You can just pull mine off with your fingers, don't need that stupid little tweezer tool that comes with the jack. I honestly don't know what's holding them on there. I bought an extra that I keep in the center console in case I see anymore missing. My stealership charged me 6 bucks a pop for mine. They aren't cheap.


----------



## GTO JUDGE (May 14, 2005)

Red Bearded Goat said:


> Eat your own dog, come near my goat looking for a five finger discount and your gonna be peppered by a 12 gauge to yo a$$..... then comes my pit bull to gnaw on the left overs!!!


:agree 

*I scarfed up a set of 20 in the GM still enclosed bag right after I purchased my car.... for 55 bucks plus delivery. Just in case......*


----------



## GTOJon (Jan 25, 2005)

I was able to get them back on. If you line up the grooves on the inside of the covers to the edges of the lugs just right, they go right on and stay on. The tweezer tool takes them off easily. They are all on now and tight. I haven't had a problem with these yet. The guy putting my covers back on obviously didn't know how to and just placed them over the lugs. Thankfully I didn't lose any :willy: 


Speaking of those cheap carpet-holding screws, what ever happened to that person on here who was fabricating metal screws for the carpet?


----------



## PEARL JAM (Sep 6, 2005)

When I bought my 18's they came with all the lugs and covers. So luckilly I have a full extra set.


----------



## Red Bearded Goat (Mar 19, 2007)

GTO judge said:


> *I scarfed up a set of 20 in the GM still enclosed bag right after I purchased my car.... for 55 bucks plus delivery. Just in case......*


Foresight is better than hindsight..... smart thinking! At $6 a pop now, in 30 years they could be a 2nd retirement fund :lol:


----------



## GTO JUDGE (May 14, 2005)

Red Bearded Goat said:


> Foresight is better than hindsight..... smart thinking! At $6 a pop now, in 30 years they could be a 2nd retirement fund :lol:


*Precisely....That's why the SAP ought to net me a nice 2M profit in time. :lol: :lol: Right now I will let it go for 90K, I will throw the car in for free. *


----------



## Red Bearded Goat (Mar 19, 2007)

GTO judge said:


> *Precisely....That's why the SAP ought to net me a nice 2M profit in time. :lol: :lol: Right now I will let it go for 90K, I will throw the car in for free. *


Dam, I went thru the change jar and could only come up with 89k.....


----------



## GTO JUDGE (May 14, 2005)

Red Bearded Goat said:


> Dam, I went thru the change jar and could only come up with 89k.....


*I will have to rethink my asking price...I called Barrett Jackson, and talked to one of their gurus.
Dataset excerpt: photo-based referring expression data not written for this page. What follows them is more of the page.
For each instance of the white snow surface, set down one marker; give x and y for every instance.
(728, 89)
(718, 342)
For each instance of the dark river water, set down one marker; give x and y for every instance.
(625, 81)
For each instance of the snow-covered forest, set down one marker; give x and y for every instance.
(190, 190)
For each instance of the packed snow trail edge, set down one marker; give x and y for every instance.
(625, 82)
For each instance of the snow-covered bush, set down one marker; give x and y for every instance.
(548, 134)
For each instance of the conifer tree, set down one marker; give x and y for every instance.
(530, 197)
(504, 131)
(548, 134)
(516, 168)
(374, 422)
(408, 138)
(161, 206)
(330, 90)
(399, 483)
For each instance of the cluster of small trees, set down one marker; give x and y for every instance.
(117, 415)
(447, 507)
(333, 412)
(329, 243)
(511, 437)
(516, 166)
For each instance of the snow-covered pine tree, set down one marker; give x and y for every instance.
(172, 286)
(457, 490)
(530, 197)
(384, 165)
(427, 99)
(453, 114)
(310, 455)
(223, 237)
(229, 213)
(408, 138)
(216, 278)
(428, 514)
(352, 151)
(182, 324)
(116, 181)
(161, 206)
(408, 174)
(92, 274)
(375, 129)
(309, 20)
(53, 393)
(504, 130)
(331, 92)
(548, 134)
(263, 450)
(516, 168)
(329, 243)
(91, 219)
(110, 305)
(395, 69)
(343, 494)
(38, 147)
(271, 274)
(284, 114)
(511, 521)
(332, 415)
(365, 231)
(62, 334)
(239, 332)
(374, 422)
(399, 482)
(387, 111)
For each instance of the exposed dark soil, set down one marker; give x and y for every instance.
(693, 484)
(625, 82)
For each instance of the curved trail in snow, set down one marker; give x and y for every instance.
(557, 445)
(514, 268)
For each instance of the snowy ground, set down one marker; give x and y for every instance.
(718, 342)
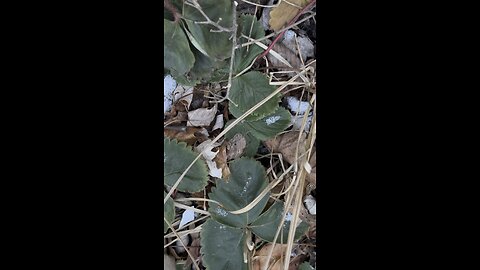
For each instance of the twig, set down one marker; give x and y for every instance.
(277, 32)
(307, 7)
(232, 58)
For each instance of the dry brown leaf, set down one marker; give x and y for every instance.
(168, 262)
(312, 176)
(195, 251)
(236, 146)
(296, 261)
(183, 134)
(201, 117)
(218, 122)
(281, 15)
(260, 258)
(286, 53)
(208, 155)
(221, 160)
(286, 144)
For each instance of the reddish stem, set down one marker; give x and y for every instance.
(307, 7)
(168, 5)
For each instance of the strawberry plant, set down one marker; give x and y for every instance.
(204, 47)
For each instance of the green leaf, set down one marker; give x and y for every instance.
(245, 55)
(176, 158)
(168, 212)
(214, 44)
(222, 246)
(176, 49)
(247, 180)
(305, 266)
(252, 142)
(267, 224)
(270, 125)
(248, 90)
(205, 67)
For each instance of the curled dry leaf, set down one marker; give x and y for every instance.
(195, 251)
(286, 144)
(311, 204)
(286, 53)
(221, 160)
(168, 262)
(208, 155)
(190, 135)
(201, 117)
(185, 95)
(304, 43)
(169, 85)
(218, 122)
(276, 261)
(312, 177)
(236, 146)
(296, 261)
(282, 14)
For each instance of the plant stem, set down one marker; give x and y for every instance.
(168, 5)
(307, 7)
After sending pics and details, I was told I would be insane to let the car go for anything less than 120K. He told me if they featured it their upcoming fall auction I could get as high as 180K. After the 13% sellers fee that SAP could net me a hefty return. He further told me if I keep the miles on the kit low, say under 40K by the year 2025 the kit could bring in upwards 1.5M. He said the miles on the car didn't matter it was the miles on the SAP kit that matters. :confused 

I asked him about the lug nut covers. He told me they are GOLD. Those little gray plastic covers are a steal at 7 bucks a pop. They could auction them off for 50 a pop easy he says. So, after much thinking, the 20 piece set of lug nut covers I have in the sealed bag, I will let go for a generous $1,000. This would eliminate the buyer from spending an additional 13% buyers fee and 13% sellers fee, a savings of 260 clams. The 90K for the SAP kit will stay until the first day of fall, then I will ask 120K. I think the QSM is actually Sterling Silver. 
Thank God for Barrett Jackson, without them the total package car would just be a depreciated heap of steel and plastic. :willy: :willy: *


----------